Northwestern offers courses at Stateville Correctional Center

    Professor Jennifer Lackey teaches students at Stateville Correctional Center as part of the Northwestern Prison Education Program.

    Photo courtesy of Monika Wnuk / Northwestern University

    Northwestern recently announced a new partnership with the Illinois Department of Corrections (IDOC) that gives inmates at Stateville Correctional Center the opportunity to earn a liberal arts degree while serving their sentence.

    Stateville Correctional Center, located just 2 hours from Evanston in Crest Hill, Illinois, is one of 28 prisons owned by IDOC, but Northwestern Prison Education Program (NPEP) will be the first of its kind to be offered in an Illinois state prison. IDOC has implemented several education programs to their prisons, but NPEP is the first to offer a path to a degree.

    Courses through NPEP are tuition-free and administered through the Northwestern School of Professional Studies. If completed, the courses will lead to reduced time on an inmate’s sentence.

    NPEP is available to all inmates with either a high school diploma or GED. With this program, both Stateville Correctional Center and Northwestern hope to reduce recidivism and give inmates the opportunity for education during their sentence.

    Jennifer Lackey, NPEP director and a professor of philosophy at Northwestern, has been teaching not-for-credit classes at Stateville for the last four years.

    “The classroom is absolutely transformative for these students. They come in identified by cell house and prison ID number, but in here it’s just Robert, just Tyrone,” Lackey said in a statement. “They learn how to develop their own perspectives and how to listen to each other. It’s as vital a community of scholars as we have at Northwestern.”

    One of the first courses being offered is “The Sociology of Chicago.” It is being taught in both Stateville and as a first year seminar in Evanston by sociology professor Mary Pattillo, and it examines Chicago through a sociological lens.

    In her course, she wants to bring attention to certain things that people see as natural.

    “Things that we think we understand...we want to make those things strange, meaning what we think is common sense, we want to complicate that,” Pattillo said.

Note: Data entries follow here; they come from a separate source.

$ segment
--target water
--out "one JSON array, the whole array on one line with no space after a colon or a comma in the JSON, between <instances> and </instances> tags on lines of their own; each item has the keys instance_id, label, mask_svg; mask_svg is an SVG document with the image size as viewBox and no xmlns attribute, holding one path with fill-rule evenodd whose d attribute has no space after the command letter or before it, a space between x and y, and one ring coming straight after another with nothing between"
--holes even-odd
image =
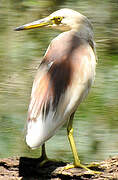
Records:
<instances>
[{"instance_id":1,"label":"water","mask_svg":"<svg viewBox=\"0 0 118 180\"><path fill-rule=\"evenodd\" d=\"M19 25L72 8L92 21L98 64L94 86L75 114L74 136L81 160L116 155L118 150L118 3L96 1L5 1L0 3L0 158L39 157L29 150L24 126L33 78L50 41L60 32L47 29L15 32ZM72 161L66 125L47 143L47 153Z\"/></svg>"}]
</instances>

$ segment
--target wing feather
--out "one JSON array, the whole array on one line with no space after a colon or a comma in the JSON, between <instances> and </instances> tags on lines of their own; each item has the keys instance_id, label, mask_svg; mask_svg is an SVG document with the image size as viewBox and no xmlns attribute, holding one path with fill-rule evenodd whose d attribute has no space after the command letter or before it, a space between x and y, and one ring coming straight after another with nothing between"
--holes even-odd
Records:
<instances>
[{"instance_id":1,"label":"wing feather","mask_svg":"<svg viewBox=\"0 0 118 180\"><path fill-rule=\"evenodd\" d=\"M94 79L93 49L84 40L71 38L68 34L61 46L61 38L53 41L35 77L26 135L32 148L43 144L65 123Z\"/></svg>"}]
</instances>

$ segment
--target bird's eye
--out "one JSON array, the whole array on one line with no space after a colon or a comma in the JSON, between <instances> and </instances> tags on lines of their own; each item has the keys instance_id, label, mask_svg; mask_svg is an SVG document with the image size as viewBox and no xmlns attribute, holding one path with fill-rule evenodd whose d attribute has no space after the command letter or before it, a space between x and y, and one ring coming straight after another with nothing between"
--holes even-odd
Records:
<instances>
[{"instance_id":1,"label":"bird's eye","mask_svg":"<svg viewBox=\"0 0 118 180\"><path fill-rule=\"evenodd\" d=\"M57 20L58 20L58 21L61 21L62 19L61 19L61 17L58 17Z\"/></svg>"},{"instance_id":2,"label":"bird's eye","mask_svg":"<svg viewBox=\"0 0 118 180\"><path fill-rule=\"evenodd\" d=\"M55 17L55 24L60 24L62 21L62 17Z\"/></svg>"},{"instance_id":3,"label":"bird's eye","mask_svg":"<svg viewBox=\"0 0 118 180\"><path fill-rule=\"evenodd\" d=\"M60 24L61 23L61 21L62 21L62 17L54 17L54 18L52 18L51 20L52 20L52 22L54 23L54 24Z\"/></svg>"}]
</instances>

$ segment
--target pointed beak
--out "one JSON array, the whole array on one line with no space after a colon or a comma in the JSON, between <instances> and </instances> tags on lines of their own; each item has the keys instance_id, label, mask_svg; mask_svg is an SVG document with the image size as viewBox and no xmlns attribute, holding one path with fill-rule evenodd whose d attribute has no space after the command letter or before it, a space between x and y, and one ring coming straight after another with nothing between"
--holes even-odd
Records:
<instances>
[{"instance_id":1,"label":"pointed beak","mask_svg":"<svg viewBox=\"0 0 118 180\"><path fill-rule=\"evenodd\" d=\"M25 24L23 26L19 26L19 27L15 28L14 30L15 31L28 30L28 29L34 29L34 28L49 26L51 24L52 24L51 20L47 17L44 19L40 19L38 21L34 21L31 23Z\"/></svg>"}]
</instances>

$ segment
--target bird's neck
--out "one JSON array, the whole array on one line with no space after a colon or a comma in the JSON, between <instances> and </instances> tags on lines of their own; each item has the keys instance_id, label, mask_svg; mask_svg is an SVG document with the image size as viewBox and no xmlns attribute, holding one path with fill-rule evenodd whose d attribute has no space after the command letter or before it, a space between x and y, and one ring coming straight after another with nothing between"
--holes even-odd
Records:
<instances>
[{"instance_id":1,"label":"bird's neck","mask_svg":"<svg viewBox=\"0 0 118 180\"><path fill-rule=\"evenodd\" d=\"M95 48L93 30L91 26L87 26L85 24L78 25L71 31L73 35L76 35L79 39L87 41L93 49Z\"/></svg>"}]
</instances>

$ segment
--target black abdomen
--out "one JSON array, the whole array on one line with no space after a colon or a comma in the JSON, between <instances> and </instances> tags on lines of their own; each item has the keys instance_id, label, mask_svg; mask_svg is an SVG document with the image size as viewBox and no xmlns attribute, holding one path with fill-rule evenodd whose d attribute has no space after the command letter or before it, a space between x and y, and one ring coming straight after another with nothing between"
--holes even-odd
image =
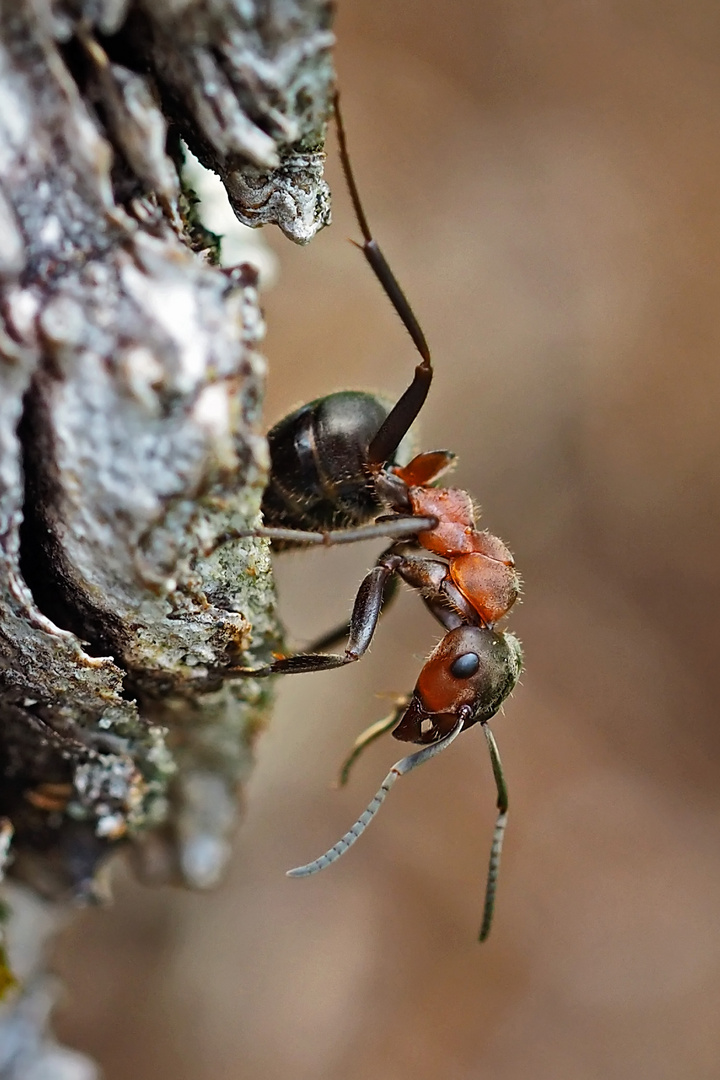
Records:
<instances>
[{"instance_id":1,"label":"black abdomen","mask_svg":"<svg viewBox=\"0 0 720 1080\"><path fill-rule=\"evenodd\" d=\"M375 517L381 504L366 469L367 452L388 411L373 394L343 390L276 424L268 433L265 524L337 529Z\"/></svg>"}]
</instances>

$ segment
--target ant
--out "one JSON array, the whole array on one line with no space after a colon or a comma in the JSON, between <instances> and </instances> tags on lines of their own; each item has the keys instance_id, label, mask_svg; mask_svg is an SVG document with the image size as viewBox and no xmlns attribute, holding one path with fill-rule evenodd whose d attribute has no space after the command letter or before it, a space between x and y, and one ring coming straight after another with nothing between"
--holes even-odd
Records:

    Pattillo has the opportunity to teach her course in two very different environments, and she cannot say enough positive things about her experience with her students as Stateville thus far.

    During reading week, Pattillo plans to bring her first year seminar to Stateville and allow the two groups to discuss what they have learned throughout the quarter.

    “Black men and women are wildly overrepresented in the criminal justice system. I’m trying to teach a class to try to bring some humanity to what is otherwise an inhumane and unjust system,” Pattillo said.

    NPEP is an attempt to create a better future for inmates.

    “All they need is to be given the chance,” Lackey said in a statement.